Le spalle del progetto sono molto larghe, avendo l’appoggio del primo istituto di credito italiano, Intesa Sanpaolo che ha contribuito al 38% dell’investimento iniziale in equity di 6 milioni di euro, e di lastminute.com, colosso del web, con un transato di 2,5 miliardi di euro e proprietario di una quota pari al 57%. Al timone, nel ruolo di amministratore delegato, un manager di lungo corso come Marco Ficarra, che a sua volta possiede il 5% delle quote e Fabio Cannavale, vera mente del progetto, fondatore di Volagratis e ceo di lastminute.com.
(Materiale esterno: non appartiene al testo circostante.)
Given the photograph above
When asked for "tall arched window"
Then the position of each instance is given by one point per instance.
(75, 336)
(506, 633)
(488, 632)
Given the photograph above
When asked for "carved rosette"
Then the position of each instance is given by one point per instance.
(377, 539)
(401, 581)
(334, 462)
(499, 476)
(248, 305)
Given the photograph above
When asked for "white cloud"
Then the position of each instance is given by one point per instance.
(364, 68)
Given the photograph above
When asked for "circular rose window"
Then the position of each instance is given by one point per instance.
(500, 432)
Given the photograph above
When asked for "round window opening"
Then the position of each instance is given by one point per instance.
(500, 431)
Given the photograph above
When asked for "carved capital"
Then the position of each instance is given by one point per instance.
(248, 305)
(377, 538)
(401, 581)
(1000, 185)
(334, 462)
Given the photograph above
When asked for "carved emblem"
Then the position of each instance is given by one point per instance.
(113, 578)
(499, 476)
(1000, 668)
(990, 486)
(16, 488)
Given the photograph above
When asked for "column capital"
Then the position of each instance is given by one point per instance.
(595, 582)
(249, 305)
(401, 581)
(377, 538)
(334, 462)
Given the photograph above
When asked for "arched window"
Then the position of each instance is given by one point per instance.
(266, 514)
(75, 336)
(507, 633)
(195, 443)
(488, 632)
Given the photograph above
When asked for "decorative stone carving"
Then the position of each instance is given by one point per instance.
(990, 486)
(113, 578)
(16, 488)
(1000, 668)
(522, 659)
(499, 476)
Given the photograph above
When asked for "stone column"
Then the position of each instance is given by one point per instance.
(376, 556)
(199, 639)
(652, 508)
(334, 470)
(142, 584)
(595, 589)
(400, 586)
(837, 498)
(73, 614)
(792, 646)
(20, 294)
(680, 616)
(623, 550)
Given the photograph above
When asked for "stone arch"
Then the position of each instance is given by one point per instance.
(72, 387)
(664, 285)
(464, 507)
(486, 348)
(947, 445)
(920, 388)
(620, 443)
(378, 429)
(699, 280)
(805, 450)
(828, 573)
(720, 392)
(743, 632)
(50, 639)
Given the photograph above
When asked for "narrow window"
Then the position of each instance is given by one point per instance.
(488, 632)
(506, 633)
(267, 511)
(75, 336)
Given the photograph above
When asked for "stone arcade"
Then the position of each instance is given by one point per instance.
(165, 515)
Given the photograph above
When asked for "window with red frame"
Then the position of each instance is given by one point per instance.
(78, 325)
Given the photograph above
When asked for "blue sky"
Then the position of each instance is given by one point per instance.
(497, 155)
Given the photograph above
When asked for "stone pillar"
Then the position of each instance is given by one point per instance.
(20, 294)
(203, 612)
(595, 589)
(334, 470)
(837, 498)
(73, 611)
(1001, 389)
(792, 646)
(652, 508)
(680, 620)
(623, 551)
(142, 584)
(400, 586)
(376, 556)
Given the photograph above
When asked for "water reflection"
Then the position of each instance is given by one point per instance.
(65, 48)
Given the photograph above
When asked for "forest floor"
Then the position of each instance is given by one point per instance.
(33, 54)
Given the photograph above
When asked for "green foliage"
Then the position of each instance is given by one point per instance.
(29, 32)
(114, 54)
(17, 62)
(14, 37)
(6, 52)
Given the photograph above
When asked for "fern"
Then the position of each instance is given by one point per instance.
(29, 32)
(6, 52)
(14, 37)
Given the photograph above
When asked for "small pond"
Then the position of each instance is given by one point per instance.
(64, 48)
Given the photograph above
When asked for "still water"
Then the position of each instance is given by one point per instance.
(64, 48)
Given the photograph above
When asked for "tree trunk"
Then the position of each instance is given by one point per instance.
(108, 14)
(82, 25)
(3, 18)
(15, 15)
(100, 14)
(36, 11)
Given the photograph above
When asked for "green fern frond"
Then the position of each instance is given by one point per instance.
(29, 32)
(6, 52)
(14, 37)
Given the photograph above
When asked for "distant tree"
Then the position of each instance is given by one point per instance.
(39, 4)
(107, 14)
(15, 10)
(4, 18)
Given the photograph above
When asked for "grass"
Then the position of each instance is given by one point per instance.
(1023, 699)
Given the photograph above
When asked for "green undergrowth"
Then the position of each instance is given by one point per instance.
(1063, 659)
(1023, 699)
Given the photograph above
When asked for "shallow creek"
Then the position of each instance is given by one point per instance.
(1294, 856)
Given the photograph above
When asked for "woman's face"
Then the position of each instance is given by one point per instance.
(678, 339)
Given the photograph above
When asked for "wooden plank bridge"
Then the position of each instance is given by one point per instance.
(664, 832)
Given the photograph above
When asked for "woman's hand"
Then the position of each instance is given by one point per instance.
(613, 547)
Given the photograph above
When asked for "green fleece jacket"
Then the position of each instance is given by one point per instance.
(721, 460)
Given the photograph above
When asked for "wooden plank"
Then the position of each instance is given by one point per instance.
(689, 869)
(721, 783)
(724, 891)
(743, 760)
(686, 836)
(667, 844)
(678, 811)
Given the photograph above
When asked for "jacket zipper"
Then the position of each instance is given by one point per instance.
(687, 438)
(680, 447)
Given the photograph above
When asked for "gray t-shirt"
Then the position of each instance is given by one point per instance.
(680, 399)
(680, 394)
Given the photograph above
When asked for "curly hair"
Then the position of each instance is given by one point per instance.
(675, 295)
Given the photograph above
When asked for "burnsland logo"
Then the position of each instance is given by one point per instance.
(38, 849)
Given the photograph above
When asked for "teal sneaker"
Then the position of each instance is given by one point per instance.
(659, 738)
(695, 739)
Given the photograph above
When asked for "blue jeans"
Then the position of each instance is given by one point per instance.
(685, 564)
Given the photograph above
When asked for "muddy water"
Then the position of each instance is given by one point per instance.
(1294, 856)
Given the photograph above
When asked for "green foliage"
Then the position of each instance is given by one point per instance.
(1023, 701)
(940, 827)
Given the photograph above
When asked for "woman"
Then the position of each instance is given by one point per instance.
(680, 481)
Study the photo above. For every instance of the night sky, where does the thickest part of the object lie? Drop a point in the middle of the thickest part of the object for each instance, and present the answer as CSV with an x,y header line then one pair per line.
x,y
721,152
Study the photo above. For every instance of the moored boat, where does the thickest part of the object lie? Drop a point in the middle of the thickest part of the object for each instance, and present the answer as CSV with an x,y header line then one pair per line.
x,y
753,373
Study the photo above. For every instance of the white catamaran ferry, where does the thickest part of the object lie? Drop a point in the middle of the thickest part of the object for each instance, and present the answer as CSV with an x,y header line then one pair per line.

«Mi approccio a questa nuova avventura con enorme entusiasmo – racconta Ficarra, ai margini della conferenza svoltasi questa mattina a Milano -, la logica del progetto è mettere in moto un meccanismo per tutto il settore, mi auguro che anche gli eventuali competitor vogliano, se non saltare a bordo come soci, almeno remare nella stessa dimensione». La nuova piattaforma sarà online a partire dalla metà dell’anno e avrà una formula ibrida b2b e b2c, aperta quindi al pubblico ma soprattutto ad operatori, agenzie, olta e organizzatori stranieri. L’obiettivo, come anticipato, è veicolare tutte le risorse del turismo italiano, anche le meno convenzionali, su un unico portale che potrà rappresentare “il petrolio dell’Italia”oltreconfine. «Abbiamo deciso di focalizzarci sulle cose che possiamo fare, perché a pensare di far tutto si rischia solo di non far niente – conclude Ficarra -: abbiamo una struttura forte, tecnologica, economica e organizzativa, siamo focalizzati, solo ed esclusivamente sull’incoming e vogliamo fare sistema, siamo aperti e ben disponibili all’aggregazione per creare un mercato più grande».